Investigating the Detection of Stored Scripting Attacks Using Machine Learning
Abstract
Web applications now play an essential role in our daily lives; through them we can
make bank transfers, purchase products and/or make bookings on the Internet. This
makes them a target for attackers who will attempt to exploit security vulnerabilities
in web applications in order to obtain access to sensitive user information or
gain unauthorized privileges. One of the most common attacks aimed at stealing
user information is Cross-Site Scripting; this is ranked among the top 10 security
vulnerabilities in web applications. Traditional defense systems rely on a signature
database describing known attacks; however, XSS attacks written in JavaScript are
very variable; they do not exist only in a single form. The most common cause of
XSS security vulnerabilities is weakness of verification of the user’s input. This
provides the motivation for finding a method for identifying malicious code, written
in JavaScript, that an attacker attempts to have executed on the server.
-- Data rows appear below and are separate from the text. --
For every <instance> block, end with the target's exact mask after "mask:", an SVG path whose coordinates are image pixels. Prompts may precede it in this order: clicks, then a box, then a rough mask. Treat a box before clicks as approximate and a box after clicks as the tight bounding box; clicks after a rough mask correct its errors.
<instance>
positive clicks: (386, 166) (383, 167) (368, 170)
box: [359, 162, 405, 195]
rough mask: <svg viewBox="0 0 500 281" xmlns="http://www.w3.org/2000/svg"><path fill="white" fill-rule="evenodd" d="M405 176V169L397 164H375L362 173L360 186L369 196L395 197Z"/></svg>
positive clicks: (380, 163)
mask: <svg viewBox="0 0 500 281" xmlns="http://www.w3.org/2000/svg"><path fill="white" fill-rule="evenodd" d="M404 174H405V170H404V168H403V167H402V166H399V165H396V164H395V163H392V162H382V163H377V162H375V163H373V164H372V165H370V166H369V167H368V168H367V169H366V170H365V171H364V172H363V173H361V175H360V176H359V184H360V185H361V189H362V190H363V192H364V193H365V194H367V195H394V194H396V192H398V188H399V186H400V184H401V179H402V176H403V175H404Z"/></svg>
Machine learning has contributed to the security of web applications. Several
studies have been conducted in relation to Intrusion Detecting Systems (IDS) which
detect and prevent attacks against web applications. Cross-Site Scripting is one of
the attacks that has been studied employing a number of methods: for example,
using features to identify obfuscated scripts or using JavaScript keywords, evaluating
machine learning algorithms in term of detecting attacks against web applications
such as random forest, and SVM. These studies have achieved highly accurate results
by using machine learning to detect XSS attacks. They often attained better results
than dynamic and static analysis in terms of acting as a protection layer for web
applications.
This present study will demonstrate the use of machine learning methods, incorporated
into a web application at the user input validation stage - prior to the
request being passed to the application server. Classifiers will be used to prevent
persistent or stored XSS attacks, which are caused by malicious code injections
via an input point in the web application. This study relies on supervised machine
learning and the application of Boolean feature sets, in order to achieve ease and
speed of classification. Furthermore, this study examined the use of such methods on two other types of injection attacks: SQL-i and LDAP. Cascading classifiers and
ensemble techniques were used to reduce complexity while maintaining accuracy
and speed. To understand how a decision is made in the classifier, an approximate
Boolean function is extracted; this is done based on the techniques which have been
employed to extract rules from black box classifiers.